There’s an interesting article in the science section of the (UK) Daily Telegraph, “Is Farming the Root of All Evil?”, which explores the idea that the development of agriculture, although it undoubtedly was what allowed the population of our species to expand dramatically, may have not have been all that good for us. As the article points out, one of the early exponents of this view was Prof. Jared Diamond of UCLA. In his book, Guns, Germs and Steel (which, by the way, I highly recommend), Diamond argues, essentially, that the side effects made agriculture a cure worse than the disease:
According to Prof Diamond, agriculture evolved about 12,000 years ago, and since then humans have been malnourished and disease-ridden compared with their hunter-gatherer ancestors. Worse, because agriculture allows food to be stockpiled and enables some people to do things other than look for food, it led to the invention of more and better weapons, soldiers, warfare, class divisions between those who had access to food and those who did not, and inequality between the sexes.
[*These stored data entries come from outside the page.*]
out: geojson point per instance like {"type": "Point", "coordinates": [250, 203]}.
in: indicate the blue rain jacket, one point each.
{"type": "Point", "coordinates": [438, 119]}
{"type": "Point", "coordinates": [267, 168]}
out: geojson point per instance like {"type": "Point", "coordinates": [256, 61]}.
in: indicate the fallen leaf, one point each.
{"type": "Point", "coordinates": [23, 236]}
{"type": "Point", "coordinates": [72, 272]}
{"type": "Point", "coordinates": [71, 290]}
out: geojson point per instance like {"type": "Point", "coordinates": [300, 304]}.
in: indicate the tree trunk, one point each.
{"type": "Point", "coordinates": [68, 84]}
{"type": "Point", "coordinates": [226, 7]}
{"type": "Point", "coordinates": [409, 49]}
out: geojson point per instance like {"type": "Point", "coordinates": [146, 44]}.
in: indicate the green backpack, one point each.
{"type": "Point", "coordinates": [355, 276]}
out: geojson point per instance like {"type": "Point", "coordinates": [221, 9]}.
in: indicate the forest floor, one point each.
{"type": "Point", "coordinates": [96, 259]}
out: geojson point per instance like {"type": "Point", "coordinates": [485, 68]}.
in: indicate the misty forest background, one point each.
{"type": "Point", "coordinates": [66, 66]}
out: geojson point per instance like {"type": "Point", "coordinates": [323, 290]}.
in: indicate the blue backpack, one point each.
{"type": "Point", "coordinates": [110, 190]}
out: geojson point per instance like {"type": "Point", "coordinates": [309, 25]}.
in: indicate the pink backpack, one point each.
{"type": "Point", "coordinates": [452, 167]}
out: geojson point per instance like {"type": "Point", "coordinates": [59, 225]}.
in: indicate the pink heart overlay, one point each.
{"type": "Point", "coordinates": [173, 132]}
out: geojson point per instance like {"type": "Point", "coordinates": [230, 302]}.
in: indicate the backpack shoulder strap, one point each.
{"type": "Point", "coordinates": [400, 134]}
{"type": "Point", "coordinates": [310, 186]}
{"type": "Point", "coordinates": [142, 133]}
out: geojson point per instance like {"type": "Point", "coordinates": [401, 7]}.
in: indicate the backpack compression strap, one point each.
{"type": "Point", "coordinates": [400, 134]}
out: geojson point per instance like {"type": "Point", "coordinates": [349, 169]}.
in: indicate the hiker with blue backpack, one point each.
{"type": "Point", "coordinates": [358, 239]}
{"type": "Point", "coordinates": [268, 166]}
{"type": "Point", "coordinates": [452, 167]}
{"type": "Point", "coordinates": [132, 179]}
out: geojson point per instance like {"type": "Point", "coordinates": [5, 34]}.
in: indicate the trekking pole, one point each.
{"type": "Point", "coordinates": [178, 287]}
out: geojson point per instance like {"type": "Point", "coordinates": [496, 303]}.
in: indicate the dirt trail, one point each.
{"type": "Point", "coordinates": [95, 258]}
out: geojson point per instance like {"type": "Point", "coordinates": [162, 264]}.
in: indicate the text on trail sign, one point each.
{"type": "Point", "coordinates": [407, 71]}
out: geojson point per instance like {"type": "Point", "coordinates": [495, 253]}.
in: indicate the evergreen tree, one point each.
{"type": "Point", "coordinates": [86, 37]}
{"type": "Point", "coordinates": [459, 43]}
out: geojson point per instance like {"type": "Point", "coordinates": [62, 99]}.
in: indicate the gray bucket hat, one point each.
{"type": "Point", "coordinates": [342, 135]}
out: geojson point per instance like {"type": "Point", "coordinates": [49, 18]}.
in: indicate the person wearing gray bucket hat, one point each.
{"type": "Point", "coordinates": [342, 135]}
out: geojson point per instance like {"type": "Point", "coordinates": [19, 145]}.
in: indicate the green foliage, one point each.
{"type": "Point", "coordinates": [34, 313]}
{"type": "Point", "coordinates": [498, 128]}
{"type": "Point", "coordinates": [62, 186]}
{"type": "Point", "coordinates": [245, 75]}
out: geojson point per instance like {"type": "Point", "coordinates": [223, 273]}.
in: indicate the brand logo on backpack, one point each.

There is some evidence of negative physical consequences of the switch to a diet based on agriculture, with its emphasis on a few staple foods. A study of 9,000 prehistoric skeletons from the Nile Valley, ranging in age from the Neolithic period to about 1500 BC, at the Leverhulme Centre for Human Evolutionary Studies in Cambridge, England, demonstrated that initially, people were less well nourished, and actually became smaller, on average, when agriculture was introduced:
The researchers were looking for signs of malnutrition, which are reflected in a person’s teeth. Just as tree-rings can indicate the health and age of a tree, so a defect in the layers of enamel called linear enamel hypoplasia (LEH) can indicate whether a person has been ill, or deprived of food for several months.
What Dr Stock and Ms Starling discovered was that 40 per cent of hunter-gatherers who lived 13,000 years ago had LEH. Fast-forward 1,000 years, to when the Egyptians had become farmers, and the figure rose dramatically, to 70 per cent.
They also found that the average height of the hunter-gatherers was 5 feet 8 inches; after a few centuries of farming, the average height had decreased by four inches, and the typical skeleton’s bones were thinner.
Part of this can be attributed to the sharp decrease in the variety of foods in the diet: Grains, such as wheat, barley, rice, and corn became staple crops in different areas, and even today supply the majority of calories for most of the world’s population. Crop failures became a danger, since an outbreak of a plant disease, or a drought, could be devastating. Living in close proximity to larger numbers of other people meant disease could spread more easily, and living with domestic animals also had its downside:
The problem is that most of these staple foods do not have the nutrients essential for a healthy life and are vulnerable to disease and drought. Moreover, having a population based in one place led to poor hygiene, just as living in proximity with domesticated animals inevitably resulted in diseases being transferred between species, as today’s outbreak of swine flu reminds us.
It took a very long time for people to begin to learn some of the pieces of the dietary / nutritional puzzle, although in some cultures good solutions were somehow discovered and passed down through tradition. (The Native American custom of growing corn, beans, and squash together, and of adding ash or another source of lime to cooked meals, is an example of this.) It’s noteworthy, though, that even if traditional wisdom existed, it was often for a time ignored, as in the American South, where pellagra (which is caused by a niacin deficiency) was endemic for years, due to the prominence of corn and pork in the diet. Given the current epidemic of obesity, Type II diabetes, and other diet-related disorders, it is not clear that we have learned our lesson yet.
Although the development of agriculture did have its negative effects, it is a mistake to romanticize the hunter-gatherer society that preceded it. Contrary to the picture painted by some early anthropologists, life in a primitive human society was not an idyll of harmony with nature:
In fact, for many, life was probably “nasty, brutish and short”, no matter how interesting the range of fruit and vegetables on offer. Dr Migliano has shown that the average life expectancy for a pygmy in the Philippines was 19.
In any case, as the article points out, there is no turning back. Hunting and gathering could not come close to sustaining anything like the current population of the world; even if somehow it could, the probable ecological devastation would be mind-boggling. Still, we can hope that studying our history and where we came from may help us avoid a few potential blunders, and live a bit more gently with our surroundings.